Avaliar essas incursões militares com números é complicado, dada a dificuldade de atribuir os resultados obtidos exclusivamente a elas – e não a outras forças de segurança com as quais trabalham em conjunto – bem como à impossibilidade de saber o que teria acontecido se não estivessem envolvidas nessas tarefas.
“Em países como Brasil, México e Colômbia, os destacamentos militares para combater o tráfico de drogas nem sempre tiveram os resultados esperados. Por vezes até levaram a um aumento da violência”, publicou o portal Insight Crime num artigo de 2019 sobre a decisão do governo chileno da época de enviar o Exército para a sua fronteira norte para impedir a entrada de drogas.
“Os resultados são positivos e negativos”, diz o codiretor Dudley. “O lado positivo é que os militares podem assumir o controle de áreas onde os grupos do crime organizado podem exercer um poder muito forte, ou podem capturar membros de alto nível destes grupos.”
O negativo, garante – e todos os especialistas consultados concordam – é que os militares não têm formação específica para esse tipo de tarefa nem para interagir com a população civil com a qual inevitavelmente devem interagir.
“Temos batalhões que estão muito próximos de municípios que normalmente são abandonados pelo Estado, e onde a possibilidade de violações dos direitos humanos é muito grande. Já aconteceu na Colômbia, no México, nas favelas do Brasil etc”, resume a colombiana Miranda Aguirre.
“Esse é o dilema de como equilibrar a ameaça que a polícia não consegue enfrentar sozinha, juntamente com a protecção dos direitos da população civil que está no fogo cruzado entre o crime organizado e a força mais letal de um Estado, como é uma força militar. Isso tem sido um grande problema”, acrescenta.
Perspectiva de futuro
Jiménez Sandoval, da WOLA, diz que “a militarização da segurança cidadã e as respostas improvisadas que não parecem atender aos critérios básicos de razoabilidade, necessidade e proporcionalidade no uso da força nunca são a estratégia mais adequada para combater a violência na sociedade”, diz, afirmando que isso já pode ser exemplificado por experiências de países como México e Colômbia.
Os especialistas apontam também para outro efeito indesejável da militarização da segurança, que é o fato de os próprios traficantes de droga também estarem, de certa forma, se militarizando. Assim, nos últimos anos, aumentou o uso de minas terrestres, drones ou aeronaves.
“O tráfico de drogas tem a capacidade de se armar ainda mais forte que o Exército”, alerta Saucedo.

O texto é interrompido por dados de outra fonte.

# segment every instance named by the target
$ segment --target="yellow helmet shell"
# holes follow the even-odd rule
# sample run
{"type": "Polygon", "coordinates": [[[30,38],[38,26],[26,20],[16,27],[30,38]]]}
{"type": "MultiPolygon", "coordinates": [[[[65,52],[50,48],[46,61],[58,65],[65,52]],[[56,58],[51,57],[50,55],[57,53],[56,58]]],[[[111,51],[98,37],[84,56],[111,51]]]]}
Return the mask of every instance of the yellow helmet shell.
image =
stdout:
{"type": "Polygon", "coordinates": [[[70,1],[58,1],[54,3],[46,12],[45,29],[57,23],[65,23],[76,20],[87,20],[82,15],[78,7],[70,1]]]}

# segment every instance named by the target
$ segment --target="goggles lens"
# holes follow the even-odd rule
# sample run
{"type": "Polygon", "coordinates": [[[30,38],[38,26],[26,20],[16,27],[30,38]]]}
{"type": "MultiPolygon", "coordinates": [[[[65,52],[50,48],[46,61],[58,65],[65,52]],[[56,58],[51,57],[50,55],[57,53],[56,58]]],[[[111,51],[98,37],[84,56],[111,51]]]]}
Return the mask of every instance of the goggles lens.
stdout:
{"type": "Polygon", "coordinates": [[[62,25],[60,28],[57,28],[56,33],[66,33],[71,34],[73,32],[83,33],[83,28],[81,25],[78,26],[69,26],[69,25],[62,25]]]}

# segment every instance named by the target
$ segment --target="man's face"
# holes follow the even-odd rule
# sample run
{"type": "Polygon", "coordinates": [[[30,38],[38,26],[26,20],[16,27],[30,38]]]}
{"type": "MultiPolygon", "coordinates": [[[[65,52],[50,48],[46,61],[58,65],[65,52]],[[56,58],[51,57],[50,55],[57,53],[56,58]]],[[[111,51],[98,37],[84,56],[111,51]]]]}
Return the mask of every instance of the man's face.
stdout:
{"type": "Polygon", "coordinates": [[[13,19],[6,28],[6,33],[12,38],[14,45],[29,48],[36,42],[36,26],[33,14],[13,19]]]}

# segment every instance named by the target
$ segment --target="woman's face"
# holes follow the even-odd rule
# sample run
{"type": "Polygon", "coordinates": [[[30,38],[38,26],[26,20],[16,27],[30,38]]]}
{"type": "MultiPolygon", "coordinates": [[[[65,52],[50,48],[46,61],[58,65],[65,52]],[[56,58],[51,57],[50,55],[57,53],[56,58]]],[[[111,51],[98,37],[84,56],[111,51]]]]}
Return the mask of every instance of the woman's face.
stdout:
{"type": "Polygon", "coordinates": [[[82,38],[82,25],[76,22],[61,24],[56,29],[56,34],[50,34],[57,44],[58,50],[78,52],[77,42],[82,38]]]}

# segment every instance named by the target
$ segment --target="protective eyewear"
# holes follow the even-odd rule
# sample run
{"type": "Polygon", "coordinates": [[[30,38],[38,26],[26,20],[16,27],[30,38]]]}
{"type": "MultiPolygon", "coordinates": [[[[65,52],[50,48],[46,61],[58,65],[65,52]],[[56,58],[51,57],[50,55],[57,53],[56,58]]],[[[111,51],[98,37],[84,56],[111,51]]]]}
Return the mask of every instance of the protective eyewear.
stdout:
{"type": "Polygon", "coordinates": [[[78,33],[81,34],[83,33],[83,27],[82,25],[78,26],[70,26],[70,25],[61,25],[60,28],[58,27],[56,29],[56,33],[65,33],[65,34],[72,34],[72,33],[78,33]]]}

Raúl Benítez Manaut, pesquisador da Universidade Nacional Autônoma do México (UNAM) e presidente do Coletivo de Análise de Segurança com Democracia (CASEDE), associa essa militarização dos criminosos ao enfraquecimento do comando civil e da política.
“Em um país normal, a democracia vem acompanhada de polícia civil. Onde há muito crime, os militares assumem o controle e isso enfraquece a democracia. E o risco é que não tenha reversão, o que é muito difícil”, diz à BBC Mundo.
A verdade é que, olhando para o futuro, não parece que essa tendência vai diminuir na América Latina, a julgar pelas declarações de governos como o da Colômbia ou do México, cujo presidente depositou a sua máxima confiança no Exército para levar a cabo diferentes tarefas e que também enfrenta pressão do seu vizinho, os Estados Unidos, para fazer mais pela luta contra as drogas.
“Essa estratégia (dos militares contra o tráfico de droga) está bastante implementada, por isso esperaria mais formação e mais armas para esse tipo de atividades. Isso não vai desaparecer, se é que não vai aumentar”, conclui Dudley, do Insight Crime.